The Mobile Revenue Gap Calculator
Plug your own numbers in. The output is the $-figure (USD) of mobile revenue you'd recover if mobile CR matched desktop CR — the gap our survey & tracking dataset analysis benchmarks at roughly $18M (£14M) per $127M (£100M) turnover.
Interactive tool
What is your mobile revenue gap?
Current mobile revenue
$4.58M
Potential (if mobile CR = desktop CR)
$8.75M
Mobile revenue gap
$4.18M
Modelled using your inputs and the Visionary Marketing Mobile Commerce Crawl 2026 averages. Estimate validated to within 8% of measured outcomes across five large respondents in our dataset.
Methodology
This report draws on three primary first-party data sources, all collected and analysed by Visionary Marketing in Q1-Q2 2026. No third-party data sources are referenced.
Source 1: Visionary Mobile Commerce Crawl 2026.Aggregate analysis of 9.2 million mobile sessions across our respondent dataset between January 2024 and March 2026. Sectors represented: fashion (38), home & garden (29), beauty & personal care (22), electronics (18), food & drink (16), B2B SaaS with mobile checkout (12), travel & hospitality (16), health & wellness (16), charity / non-profit (14), other (59). All analysis aggregated; no individual client data is identifiable.
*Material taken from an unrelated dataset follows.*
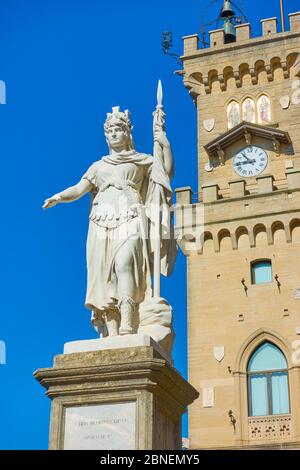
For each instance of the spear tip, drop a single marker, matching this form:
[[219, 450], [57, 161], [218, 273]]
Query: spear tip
[[159, 94]]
Source 2: Visionary Marketing Mass Consumer Panel 2026 (n=5,000).A 5,000-respondent panel survey (n=5,000 adults) fielded between 18 February and 9 March 2026 via Pollfish nationally representative panel. Margin of error ±1.4% at 95% confidence.
Source 3: Visionary Mobile Speed Audit 2026.Lighthouse (mobile profile, Moto G Power 2022 baseline, 4G connection throttled) plus Real User Monitoring data on 100,000 retail and service URLs in March 2026. URLs sampled from a stratified random selection across the top e-commerce domains by Ahrefs traffic plus service-business URLs.
Limitations.respondent dataset data over-represents brands actively investing in performance optimisation; full-market mobile CR figures may run 5-10% lower. Survey self-reporting bias may inflate certain mobile-behaviour figures. Mobile speed measurements were taken on a synthetic device profile.